Homelessness loomed. I’d outstayed my welcome with my great mate Phil, especially after I inadvertently locked her out last Saturday and she had to spend the night with friends. It was time to move out, but I had nowhere to go, and no money to pay rent.
I had a call from the police to say they’d found my car, 4 months after it was stolen. This was bad news, as I’d already spent the anticipated settlement on my laptop. Instead of a substantial cash injection, I was now facing insurance premiums, MOT costs, and financial disaster.
And there was a major project due to be completed in the next 2 weeks – I’d initially rejected the job as incompatible with my more important objective of organising my next expedition, but now it seemed it was financially necessary.

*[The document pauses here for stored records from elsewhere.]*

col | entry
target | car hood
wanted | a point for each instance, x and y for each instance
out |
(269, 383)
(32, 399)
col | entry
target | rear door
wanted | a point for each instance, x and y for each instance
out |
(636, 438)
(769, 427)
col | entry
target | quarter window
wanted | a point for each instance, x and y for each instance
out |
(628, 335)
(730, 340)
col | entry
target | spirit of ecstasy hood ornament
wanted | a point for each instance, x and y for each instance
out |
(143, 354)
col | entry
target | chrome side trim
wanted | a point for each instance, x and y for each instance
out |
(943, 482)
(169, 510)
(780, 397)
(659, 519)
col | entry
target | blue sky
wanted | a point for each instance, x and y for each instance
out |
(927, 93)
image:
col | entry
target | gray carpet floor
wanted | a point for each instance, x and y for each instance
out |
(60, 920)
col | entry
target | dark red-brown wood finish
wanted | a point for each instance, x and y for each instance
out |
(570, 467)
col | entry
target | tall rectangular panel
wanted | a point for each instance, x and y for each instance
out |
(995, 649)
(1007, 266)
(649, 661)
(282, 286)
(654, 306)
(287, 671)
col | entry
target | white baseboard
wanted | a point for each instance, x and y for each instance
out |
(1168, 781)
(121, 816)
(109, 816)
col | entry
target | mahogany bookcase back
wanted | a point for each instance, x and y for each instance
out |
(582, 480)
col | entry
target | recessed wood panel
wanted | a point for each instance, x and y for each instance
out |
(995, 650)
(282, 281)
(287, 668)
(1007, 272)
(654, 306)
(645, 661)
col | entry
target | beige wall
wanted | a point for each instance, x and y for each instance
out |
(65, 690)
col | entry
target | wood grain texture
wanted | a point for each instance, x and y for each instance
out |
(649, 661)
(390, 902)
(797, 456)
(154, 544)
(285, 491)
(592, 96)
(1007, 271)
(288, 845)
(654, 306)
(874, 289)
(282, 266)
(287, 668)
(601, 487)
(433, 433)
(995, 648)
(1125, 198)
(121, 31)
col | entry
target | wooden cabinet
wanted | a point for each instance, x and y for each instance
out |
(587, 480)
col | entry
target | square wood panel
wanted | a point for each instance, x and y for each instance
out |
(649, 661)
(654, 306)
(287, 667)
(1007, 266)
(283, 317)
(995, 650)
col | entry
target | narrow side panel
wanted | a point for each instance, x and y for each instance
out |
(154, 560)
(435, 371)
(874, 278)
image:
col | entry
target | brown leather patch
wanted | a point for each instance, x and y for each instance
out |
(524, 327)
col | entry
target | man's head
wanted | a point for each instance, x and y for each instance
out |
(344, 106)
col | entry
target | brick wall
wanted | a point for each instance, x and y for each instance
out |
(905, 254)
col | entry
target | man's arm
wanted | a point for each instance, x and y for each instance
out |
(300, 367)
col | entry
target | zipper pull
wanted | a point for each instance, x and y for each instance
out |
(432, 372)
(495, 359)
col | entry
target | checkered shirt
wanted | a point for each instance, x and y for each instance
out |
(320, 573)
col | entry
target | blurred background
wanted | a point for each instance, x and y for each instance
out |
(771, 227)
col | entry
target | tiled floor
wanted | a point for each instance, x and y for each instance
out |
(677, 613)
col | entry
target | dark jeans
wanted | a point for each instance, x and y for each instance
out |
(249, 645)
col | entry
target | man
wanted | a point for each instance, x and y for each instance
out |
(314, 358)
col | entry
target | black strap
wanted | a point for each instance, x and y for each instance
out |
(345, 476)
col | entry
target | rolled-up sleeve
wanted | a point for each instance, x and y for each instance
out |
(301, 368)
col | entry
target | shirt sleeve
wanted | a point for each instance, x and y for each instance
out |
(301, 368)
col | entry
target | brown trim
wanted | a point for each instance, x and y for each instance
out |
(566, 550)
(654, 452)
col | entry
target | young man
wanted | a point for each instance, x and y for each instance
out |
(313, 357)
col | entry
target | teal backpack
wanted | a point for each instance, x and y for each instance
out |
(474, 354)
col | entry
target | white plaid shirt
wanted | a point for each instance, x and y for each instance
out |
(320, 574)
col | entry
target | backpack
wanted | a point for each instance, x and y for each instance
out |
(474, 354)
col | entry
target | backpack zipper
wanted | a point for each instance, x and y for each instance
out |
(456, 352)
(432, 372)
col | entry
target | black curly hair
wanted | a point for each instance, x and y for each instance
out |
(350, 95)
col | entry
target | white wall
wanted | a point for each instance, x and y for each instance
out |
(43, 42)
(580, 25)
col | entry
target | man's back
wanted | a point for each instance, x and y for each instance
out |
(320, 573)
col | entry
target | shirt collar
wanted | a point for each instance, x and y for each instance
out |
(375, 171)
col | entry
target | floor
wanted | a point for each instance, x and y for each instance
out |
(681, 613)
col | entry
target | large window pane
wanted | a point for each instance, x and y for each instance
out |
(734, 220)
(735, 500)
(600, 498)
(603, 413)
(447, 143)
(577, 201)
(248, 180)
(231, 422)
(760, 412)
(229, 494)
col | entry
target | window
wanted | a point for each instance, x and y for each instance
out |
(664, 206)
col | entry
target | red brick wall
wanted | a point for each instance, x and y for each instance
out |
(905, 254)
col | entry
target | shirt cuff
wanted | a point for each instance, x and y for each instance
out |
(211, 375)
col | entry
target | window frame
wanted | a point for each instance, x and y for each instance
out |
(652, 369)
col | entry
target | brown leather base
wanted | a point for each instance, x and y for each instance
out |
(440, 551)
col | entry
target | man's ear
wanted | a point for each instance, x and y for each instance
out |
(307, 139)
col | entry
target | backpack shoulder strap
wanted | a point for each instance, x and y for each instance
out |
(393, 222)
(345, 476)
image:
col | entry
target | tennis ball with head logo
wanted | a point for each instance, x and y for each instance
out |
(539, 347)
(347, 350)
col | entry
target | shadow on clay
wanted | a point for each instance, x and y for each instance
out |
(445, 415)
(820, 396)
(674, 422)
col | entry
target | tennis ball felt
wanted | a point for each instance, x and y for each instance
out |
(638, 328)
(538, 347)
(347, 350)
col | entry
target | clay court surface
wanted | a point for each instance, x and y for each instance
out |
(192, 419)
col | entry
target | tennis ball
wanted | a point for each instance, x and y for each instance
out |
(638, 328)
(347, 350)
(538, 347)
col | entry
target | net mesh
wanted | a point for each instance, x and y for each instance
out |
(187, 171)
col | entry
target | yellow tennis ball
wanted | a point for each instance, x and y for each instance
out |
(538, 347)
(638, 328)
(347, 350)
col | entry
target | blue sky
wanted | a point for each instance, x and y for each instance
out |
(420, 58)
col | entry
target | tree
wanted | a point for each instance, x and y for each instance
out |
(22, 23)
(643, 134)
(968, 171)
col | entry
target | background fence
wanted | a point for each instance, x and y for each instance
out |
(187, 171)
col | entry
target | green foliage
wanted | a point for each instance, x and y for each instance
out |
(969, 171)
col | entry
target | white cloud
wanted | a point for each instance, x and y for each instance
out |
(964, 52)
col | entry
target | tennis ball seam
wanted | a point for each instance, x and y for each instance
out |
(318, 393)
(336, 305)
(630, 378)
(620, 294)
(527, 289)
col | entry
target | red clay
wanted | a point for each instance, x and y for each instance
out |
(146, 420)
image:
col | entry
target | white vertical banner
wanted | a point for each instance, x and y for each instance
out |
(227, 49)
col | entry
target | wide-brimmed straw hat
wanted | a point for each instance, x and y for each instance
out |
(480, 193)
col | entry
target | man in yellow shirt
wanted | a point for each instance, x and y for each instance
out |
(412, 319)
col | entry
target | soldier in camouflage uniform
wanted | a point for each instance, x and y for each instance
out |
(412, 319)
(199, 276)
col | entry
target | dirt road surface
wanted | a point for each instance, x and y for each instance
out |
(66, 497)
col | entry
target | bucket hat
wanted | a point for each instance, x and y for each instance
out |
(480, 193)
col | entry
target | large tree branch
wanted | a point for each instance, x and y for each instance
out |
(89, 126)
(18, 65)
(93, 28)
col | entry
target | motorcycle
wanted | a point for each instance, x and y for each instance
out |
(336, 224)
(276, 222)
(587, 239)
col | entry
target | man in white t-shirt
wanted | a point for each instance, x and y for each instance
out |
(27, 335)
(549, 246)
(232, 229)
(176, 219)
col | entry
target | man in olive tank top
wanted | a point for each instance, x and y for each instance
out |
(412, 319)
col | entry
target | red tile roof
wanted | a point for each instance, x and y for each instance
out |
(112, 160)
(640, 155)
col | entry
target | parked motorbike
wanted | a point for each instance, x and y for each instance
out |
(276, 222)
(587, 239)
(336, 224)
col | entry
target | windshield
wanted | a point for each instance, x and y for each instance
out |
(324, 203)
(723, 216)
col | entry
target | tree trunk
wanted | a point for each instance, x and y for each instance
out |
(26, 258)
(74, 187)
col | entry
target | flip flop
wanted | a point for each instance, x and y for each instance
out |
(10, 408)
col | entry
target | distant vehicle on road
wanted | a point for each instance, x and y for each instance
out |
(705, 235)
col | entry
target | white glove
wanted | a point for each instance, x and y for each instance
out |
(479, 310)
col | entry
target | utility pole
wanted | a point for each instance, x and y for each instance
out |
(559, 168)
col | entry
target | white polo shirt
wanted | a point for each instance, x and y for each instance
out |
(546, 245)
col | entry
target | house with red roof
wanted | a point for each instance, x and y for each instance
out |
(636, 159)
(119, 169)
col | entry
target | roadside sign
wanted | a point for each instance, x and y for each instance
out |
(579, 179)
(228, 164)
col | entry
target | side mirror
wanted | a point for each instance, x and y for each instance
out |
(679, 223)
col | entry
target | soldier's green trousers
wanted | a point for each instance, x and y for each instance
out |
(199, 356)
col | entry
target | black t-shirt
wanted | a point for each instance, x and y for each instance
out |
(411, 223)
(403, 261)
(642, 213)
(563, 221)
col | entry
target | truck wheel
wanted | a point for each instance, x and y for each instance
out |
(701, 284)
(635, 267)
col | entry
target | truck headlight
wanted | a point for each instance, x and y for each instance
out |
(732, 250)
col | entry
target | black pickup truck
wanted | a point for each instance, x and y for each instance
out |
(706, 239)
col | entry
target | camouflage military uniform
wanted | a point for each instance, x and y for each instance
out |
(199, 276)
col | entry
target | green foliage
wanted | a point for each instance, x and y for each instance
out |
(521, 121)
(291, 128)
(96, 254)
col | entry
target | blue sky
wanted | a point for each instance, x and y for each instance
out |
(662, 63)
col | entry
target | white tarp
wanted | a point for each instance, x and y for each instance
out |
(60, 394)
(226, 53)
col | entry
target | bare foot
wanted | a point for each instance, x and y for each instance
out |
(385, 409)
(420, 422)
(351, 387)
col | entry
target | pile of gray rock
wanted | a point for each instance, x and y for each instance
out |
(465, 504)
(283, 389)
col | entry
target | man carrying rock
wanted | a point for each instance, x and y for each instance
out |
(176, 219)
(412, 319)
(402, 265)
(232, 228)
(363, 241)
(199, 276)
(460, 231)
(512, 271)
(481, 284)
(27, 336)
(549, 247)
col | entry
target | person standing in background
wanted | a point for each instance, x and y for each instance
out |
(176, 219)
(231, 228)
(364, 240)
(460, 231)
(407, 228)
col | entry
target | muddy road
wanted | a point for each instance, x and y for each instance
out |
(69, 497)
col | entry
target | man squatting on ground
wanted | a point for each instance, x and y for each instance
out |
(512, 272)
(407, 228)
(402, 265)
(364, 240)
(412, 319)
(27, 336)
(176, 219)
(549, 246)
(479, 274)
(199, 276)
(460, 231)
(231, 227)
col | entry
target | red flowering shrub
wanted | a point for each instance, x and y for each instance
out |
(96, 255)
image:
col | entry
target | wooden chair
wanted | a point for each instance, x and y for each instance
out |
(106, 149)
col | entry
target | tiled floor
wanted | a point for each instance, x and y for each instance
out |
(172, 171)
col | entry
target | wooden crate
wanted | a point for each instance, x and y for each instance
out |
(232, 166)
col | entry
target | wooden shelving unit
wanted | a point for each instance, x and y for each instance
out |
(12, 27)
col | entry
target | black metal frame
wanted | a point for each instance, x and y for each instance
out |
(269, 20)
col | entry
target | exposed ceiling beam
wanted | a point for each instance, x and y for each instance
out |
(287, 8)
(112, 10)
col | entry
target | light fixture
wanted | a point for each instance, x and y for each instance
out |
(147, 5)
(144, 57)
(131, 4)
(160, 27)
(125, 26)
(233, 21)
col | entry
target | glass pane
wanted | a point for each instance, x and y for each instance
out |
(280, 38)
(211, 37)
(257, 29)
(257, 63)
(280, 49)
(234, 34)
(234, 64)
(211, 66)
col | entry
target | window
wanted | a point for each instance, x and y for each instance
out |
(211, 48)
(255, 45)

For the first few days, life was a challenge. My head was up in the clouds and there was so much to cope with. I had to take it one moment at a time, and keep asking myself, ‘What would a normal person do now?’ I was faking it.
But I am happy to report that everything has worked out beautifully, and with no compromise to my new ideals.
I now have somewhere to live, as a result of a chance conversation in a shop where I was trying to sell a couple of items to raise cash. I have to be discreet, as it’s slightly unofficial, but suffice it to say that through someone’s great generosity, I have somewhere to live, in Richmond, rent-free.
With the car, I agreed with the garage from whose forecourt it was stolen that they would recover it (now sadly trashed) and pay the agreed settlement. The car is now theirs to repair and dispose of as they see fit.
And with those two things taken care of, I was able to turn down the unsuitable project, Someone else has already taken it on instead.
As a bonus, there’s a sniff of interest from a literary agent who has read the sample chapters of Three Peaks in Peru and now wants to read the rest of the manuscript. I’m still a long way from the book deal, but it’s an encouraging sign.
So life is good – welcome to the unpredictable but wonderful world of Roz!